The earliest introduction of domestic chickens and black rats from Asia to the east coast of Africa came via maritime routes between the 7th and 8th centuries AD.
In a paper published last week in the journal PLOS ONE, an international team of researchers, including Professor Mark Horton from the University of Bristol’s Department of Anthropology and Archaeology , used new techniques to analyse ancient DNA and proteins from 496 bone samples from 22 island, coastal and inland sites in eastern Africa.
The earliest confirmed samples of chickens and rats were found at open-air island port sites, suggesting the animals were introduced by traders engaged in the robust Indian Ocean maritime trade, and subsequently spread inland.
The Swahili coast has long been an important point of contact between Asia and Africa. This cultural region stretching from southern Somalia to northern Mozambique includes many islands, as well as the Comoros and Madagascar.
During the Medieval period (7th-15th century AD), maritime trade took off between this region and other areas of the Indian Ocean.
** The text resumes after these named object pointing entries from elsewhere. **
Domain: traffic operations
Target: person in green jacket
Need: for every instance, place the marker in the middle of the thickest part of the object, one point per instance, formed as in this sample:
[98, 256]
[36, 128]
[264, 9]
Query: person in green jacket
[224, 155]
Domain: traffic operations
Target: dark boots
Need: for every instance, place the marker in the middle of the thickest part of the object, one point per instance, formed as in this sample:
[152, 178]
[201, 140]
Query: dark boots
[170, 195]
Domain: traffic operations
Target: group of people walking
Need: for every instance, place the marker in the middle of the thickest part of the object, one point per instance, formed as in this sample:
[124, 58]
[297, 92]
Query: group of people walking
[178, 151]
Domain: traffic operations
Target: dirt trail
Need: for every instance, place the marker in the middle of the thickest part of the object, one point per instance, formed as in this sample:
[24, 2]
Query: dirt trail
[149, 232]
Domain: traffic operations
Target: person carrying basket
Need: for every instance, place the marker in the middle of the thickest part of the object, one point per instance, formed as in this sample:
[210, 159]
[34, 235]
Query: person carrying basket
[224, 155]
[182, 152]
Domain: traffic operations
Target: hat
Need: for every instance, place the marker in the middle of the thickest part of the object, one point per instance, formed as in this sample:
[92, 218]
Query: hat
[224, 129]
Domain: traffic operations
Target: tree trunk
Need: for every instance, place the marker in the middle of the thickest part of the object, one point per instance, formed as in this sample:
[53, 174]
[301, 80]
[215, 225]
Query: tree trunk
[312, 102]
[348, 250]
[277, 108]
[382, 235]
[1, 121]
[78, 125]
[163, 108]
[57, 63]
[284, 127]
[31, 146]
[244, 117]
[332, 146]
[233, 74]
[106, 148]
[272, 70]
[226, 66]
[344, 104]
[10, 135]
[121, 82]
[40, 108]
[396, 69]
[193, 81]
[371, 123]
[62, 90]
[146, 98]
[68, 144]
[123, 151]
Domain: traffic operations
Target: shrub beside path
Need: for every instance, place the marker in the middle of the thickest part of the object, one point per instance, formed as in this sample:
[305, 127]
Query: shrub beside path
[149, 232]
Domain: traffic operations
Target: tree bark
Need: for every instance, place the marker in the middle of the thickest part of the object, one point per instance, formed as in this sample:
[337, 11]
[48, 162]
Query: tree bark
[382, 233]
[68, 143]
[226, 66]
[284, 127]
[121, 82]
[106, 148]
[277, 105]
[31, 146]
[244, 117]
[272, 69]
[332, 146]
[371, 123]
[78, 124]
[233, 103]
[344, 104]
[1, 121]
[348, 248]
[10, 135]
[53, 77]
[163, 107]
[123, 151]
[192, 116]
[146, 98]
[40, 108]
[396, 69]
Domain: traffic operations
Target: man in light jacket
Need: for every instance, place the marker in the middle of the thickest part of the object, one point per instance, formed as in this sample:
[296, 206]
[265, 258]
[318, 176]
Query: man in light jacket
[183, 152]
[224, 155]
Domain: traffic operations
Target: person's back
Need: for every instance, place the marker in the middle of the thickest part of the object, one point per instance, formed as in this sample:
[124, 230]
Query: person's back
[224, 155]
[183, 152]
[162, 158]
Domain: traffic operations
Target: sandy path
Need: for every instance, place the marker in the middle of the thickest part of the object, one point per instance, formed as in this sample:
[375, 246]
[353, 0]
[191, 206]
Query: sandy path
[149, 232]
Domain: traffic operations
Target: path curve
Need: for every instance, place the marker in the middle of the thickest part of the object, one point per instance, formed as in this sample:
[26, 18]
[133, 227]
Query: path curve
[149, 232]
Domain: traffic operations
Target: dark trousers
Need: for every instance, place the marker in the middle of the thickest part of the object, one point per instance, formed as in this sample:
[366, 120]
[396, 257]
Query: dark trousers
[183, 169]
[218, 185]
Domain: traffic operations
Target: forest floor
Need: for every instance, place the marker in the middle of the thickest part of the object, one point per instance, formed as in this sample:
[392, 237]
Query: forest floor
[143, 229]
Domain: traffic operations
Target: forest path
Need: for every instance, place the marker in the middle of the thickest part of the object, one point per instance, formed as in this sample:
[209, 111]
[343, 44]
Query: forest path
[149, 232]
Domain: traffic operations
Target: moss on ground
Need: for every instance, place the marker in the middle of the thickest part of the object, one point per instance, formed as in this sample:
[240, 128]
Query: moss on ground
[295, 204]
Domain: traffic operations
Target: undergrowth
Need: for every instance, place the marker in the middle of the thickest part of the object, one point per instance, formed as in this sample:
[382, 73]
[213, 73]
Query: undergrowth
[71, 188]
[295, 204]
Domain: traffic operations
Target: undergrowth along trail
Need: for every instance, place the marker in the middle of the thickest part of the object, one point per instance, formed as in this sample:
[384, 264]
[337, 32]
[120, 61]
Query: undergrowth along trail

Archaeological evidence for this vast trade network includes imported ceramics, glass beads and Asian crops. Now, domestic chickens and black rats can be added to this list, with their earliest introductions in eastern Africa dating to between the 7th and 8th centuries AD.
Dr Nicole Boivin of the Max Planck Institute for the Science of Human History, senior author of the study, said: “Archaeologists have been debating the timing, mechanisms and social contexts of the arrival of Asian plants and animals to eastern Africa for a long time.”
The competing models are, on the one hand, a very early arrival of Asian species starting around 3000 BC as suggested by some previous studies, and on the other hand, a more modest, mid-first millennium AD arrival in connection with the archaeologically-confirmed maritime trade routes.
To address this debate, the researchers analysed bone samples from 22 sites in eastern Africa, in inland, coastal and island contexts.
In total, 52 possible chicken samples and 444 possible rat samples were analyzed.
Dr Mary Prendergast of Saint Louis University, Madrid Campus, lead author of the study, added: “One challenge for any biomolecular analysis of tropical specimens is the poor preservation of organic materials in hot and humid conditions.”
The researchers thus applied a variety of standard and cutting-edge techniques to analyze both the bones and their ancient DNA and proteins, and undertook radiocarbon dating of the samples. In the case of the black rats, the researchers used Zooarchaeology by Mass Spectrometry (ZooMS) to analyze ancient proteins in the samples and identify species by their so-called ‘collagen fingerprints’.
Because proteins preserve better than DNA in tropical settings, ZooMS offers the possibility of quickly and efficiently identifying species in a wide range of preservation states.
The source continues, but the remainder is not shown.